Budgetary concerns are always an issue, and Carpenter said.
"We know at the national level budgets are going to decline," he said. "Currently, we recognize that there are only a few states that are not struggling with their state budgets, so resourcing issues are something that we need to address."
"In the last 10 years, whenever we've seen a problem at the national level with state budgets, we've tried to [patch it up] with money or resources, but now we are at a point where we need to make sure that the money and resources are being used in the best ways possible," he explained.
This is not going to be a case of trying to do more with less, it's going to be making the best use of our past investments, he said.
"[Domestic operations] is a no-fail mission. We all know that," Carpenter said. "The American people are not going to stand for failure of the mission in the homeland, so this is a priority.

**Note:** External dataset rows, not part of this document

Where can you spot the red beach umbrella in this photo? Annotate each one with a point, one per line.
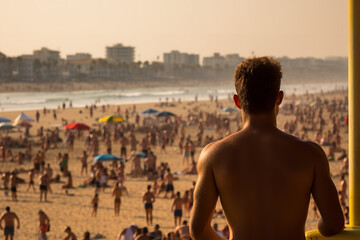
(78, 126)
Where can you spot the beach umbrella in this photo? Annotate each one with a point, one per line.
(149, 111)
(229, 110)
(23, 124)
(165, 114)
(77, 126)
(111, 118)
(6, 126)
(106, 158)
(2, 119)
(24, 117)
(141, 154)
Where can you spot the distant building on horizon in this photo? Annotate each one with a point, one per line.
(177, 59)
(218, 61)
(78, 56)
(46, 55)
(26, 68)
(119, 53)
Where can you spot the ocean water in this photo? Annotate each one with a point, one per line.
(39, 100)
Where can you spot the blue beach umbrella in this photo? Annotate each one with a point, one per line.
(106, 158)
(141, 154)
(165, 114)
(229, 110)
(3, 119)
(6, 126)
(149, 111)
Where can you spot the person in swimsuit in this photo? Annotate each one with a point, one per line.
(31, 179)
(148, 199)
(168, 180)
(95, 203)
(277, 171)
(13, 182)
(44, 225)
(9, 218)
(178, 205)
(117, 192)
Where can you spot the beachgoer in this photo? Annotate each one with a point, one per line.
(169, 183)
(277, 171)
(70, 234)
(156, 234)
(95, 203)
(144, 235)
(13, 183)
(148, 199)
(44, 225)
(128, 233)
(177, 207)
(182, 231)
(9, 218)
(31, 180)
(117, 193)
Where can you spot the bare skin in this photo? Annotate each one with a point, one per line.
(148, 198)
(276, 180)
(9, 219)
(183, 232)
(117, 192)
(177, 205)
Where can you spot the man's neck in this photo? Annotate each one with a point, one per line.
(259, 121)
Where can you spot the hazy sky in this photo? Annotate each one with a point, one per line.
(291, 28)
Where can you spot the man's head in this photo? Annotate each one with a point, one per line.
(257, 83)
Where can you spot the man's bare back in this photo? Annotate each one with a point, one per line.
(264, 178)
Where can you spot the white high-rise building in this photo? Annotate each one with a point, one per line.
(120, 53)
(45, 55)
(78, 56)
(176, 58)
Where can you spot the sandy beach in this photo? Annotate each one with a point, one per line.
(74, 208)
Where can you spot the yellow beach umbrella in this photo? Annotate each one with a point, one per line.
(111, 118)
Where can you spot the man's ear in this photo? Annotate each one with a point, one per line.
(237, 101)
(279, 98)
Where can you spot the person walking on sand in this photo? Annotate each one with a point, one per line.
(277, 171)
(148, 199)
(117, 193)
(70, 235)
(31, 180)
(178, 205)
(13, 183)
(128, 233)
(95, 203)
(44, 186)
(44, 225)
(169, 183)
(9, 218)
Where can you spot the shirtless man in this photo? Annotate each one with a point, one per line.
(148, 199)
(178, 205)
(277, 171)
(123, 142)
(44, 225)
(95, 203)
(9, 219)
(31, 179)
(117, 193)
(13, 183)
(182, 231)
(44, 186)
(169, 183)
(70, 234)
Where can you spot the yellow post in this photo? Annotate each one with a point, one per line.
(352, 231)
(354, 112)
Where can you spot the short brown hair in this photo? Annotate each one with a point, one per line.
(257, 82)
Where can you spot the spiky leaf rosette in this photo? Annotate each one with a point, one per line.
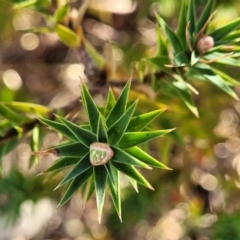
(196, 53)
(107, 147)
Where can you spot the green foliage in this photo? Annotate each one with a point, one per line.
(190, 53)
(97, 155)
(113, 130)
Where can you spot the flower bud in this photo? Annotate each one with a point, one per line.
(100, 153)
(204, 44)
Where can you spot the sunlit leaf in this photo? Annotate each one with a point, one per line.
(161, 44)
(141, 121)
(191, 19)
(27, 107)
(182, 24)
(205, 71)
(100, 180)
(205, 14)
(76, 149)
(102, 130)
(117, 130)
(75, 185)
(182, 90)
(115, 191)
(60, 128)
(110, 102)
(84, 136)
(131, 172)
(62, 162)
(82, 166)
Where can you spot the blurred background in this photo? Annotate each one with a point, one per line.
(198, 200)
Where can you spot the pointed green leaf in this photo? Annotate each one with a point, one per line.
(91, 188)
(182, 90)
(100, 179)
(123, 157)
(131, 139)
(9, 114)
(27, 107)
(34, 143)
(84, 136)
(59, 128)
(219, 58)
(141, 121)
(62, 163)
(88, 189)
(205, 71)
(172, 37)
(144, 157)
(82, 166)
(134, 184)
(182, 24)
(75, 185)
(90, 108)
(205, 14)
(110, 102)
(132, 172)
(191, 19)
(67, 36)
(117, 130)
(102, 130)
(220, 33)
(69, 150)
(120, 106)
(115, 191)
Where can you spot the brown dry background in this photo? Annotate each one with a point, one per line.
(198, 200)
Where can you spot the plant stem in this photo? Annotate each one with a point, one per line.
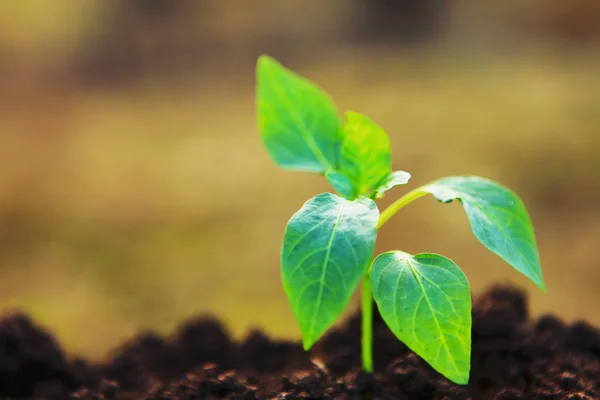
(367, 325)
(398, 204)
(366, 294)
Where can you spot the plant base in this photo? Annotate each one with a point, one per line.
(513, 358)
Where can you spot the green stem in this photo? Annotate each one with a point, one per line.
(398, 204)
(366, 295)
(367, 325)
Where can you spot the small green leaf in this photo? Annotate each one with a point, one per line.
(426, 301)
(298, 122)
(327, 247)
(366, 154)
(498, 219)
(394, 179)
(341, 183)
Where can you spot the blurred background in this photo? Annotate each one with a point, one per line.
(135, 191)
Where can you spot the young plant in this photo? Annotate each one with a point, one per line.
(328, 244)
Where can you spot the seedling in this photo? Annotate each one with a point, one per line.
(328, 244)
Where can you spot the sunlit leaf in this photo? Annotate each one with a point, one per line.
(342, 184)
(366, 154)
(498, 219)
(327, 248)
(426, 301)
(298, 122)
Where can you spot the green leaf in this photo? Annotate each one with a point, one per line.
(394, 179)
(366, 154)
(426, 301)
(298, 122)
(327, 247)
(341, 183)
(498, 219)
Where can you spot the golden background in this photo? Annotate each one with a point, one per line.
(135, 191)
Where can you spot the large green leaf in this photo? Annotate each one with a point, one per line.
(298, 122)
(498, 219)
(426, 302)
(366, 154)
(327, 247)
(342, 184)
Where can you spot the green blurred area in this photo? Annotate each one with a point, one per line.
(135, 192)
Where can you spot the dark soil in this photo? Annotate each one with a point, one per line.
(513, 358)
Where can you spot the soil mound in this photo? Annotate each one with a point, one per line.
(513, 358)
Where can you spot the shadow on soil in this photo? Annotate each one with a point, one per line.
(513, 358)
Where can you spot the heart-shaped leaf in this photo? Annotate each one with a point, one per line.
(327, 247)
(298, 122)
(342, 184)
(498, 219)
(366, 154)
(426, 301)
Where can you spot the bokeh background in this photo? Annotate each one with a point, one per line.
(135, 192)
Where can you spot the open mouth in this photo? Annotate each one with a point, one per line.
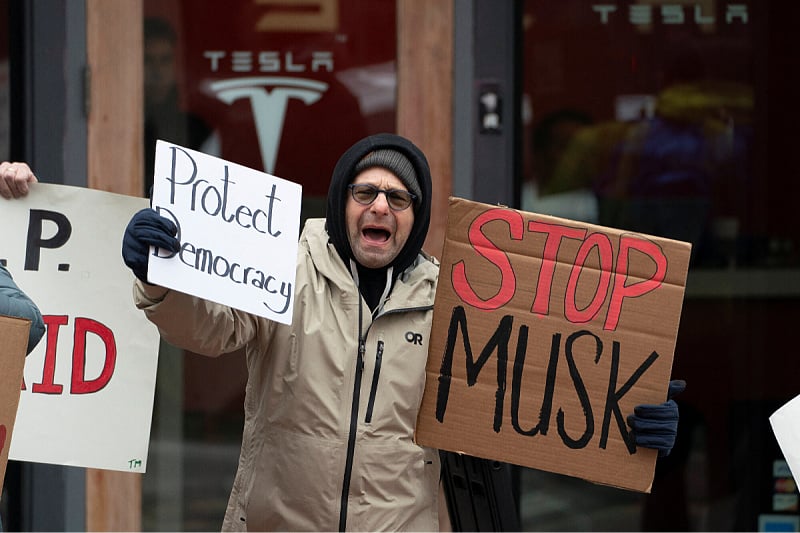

We just need to make sure that we are planning far enough ahead to put the resources against it."
Another area to look at when it comes to continued domestic operations is manning, said Carpenter.
"In many cases our domestic operations forces, such as Homeland Response Forces and Civil Support Teams, have been put together outside of the Army design process," he said.
"Now is a good time for us to take a step back and look at these organizations, ensuring that we train them, man them and resource them to the appropriate levels."
The Army Guard has two missions, homeland and overseas, and equipment that can operate in both areas is key, he said.
"Equipment, such as those that are critical dual-use, are a great way to build the capacity within the Guard to not only respond to the overseas mission, but to also respond to emergencies and disasters here at home," said Carpenter.
"We've invested a lot of money in dual-use equipment over the last five years, and it has been a huge success story, with waves of modernized equipment pouring into the states at levels that we have never seen before."
Carpenter said these investments in the Army Guard are paying off, and that 96 percent of domestic events that happen in the states are taken care of at the state or local level.
"No one should think less of that four percent that is federal or national response, but I am a firm believer that if it doesn't happen at the territory, district, or state level, it doesn't happen at all."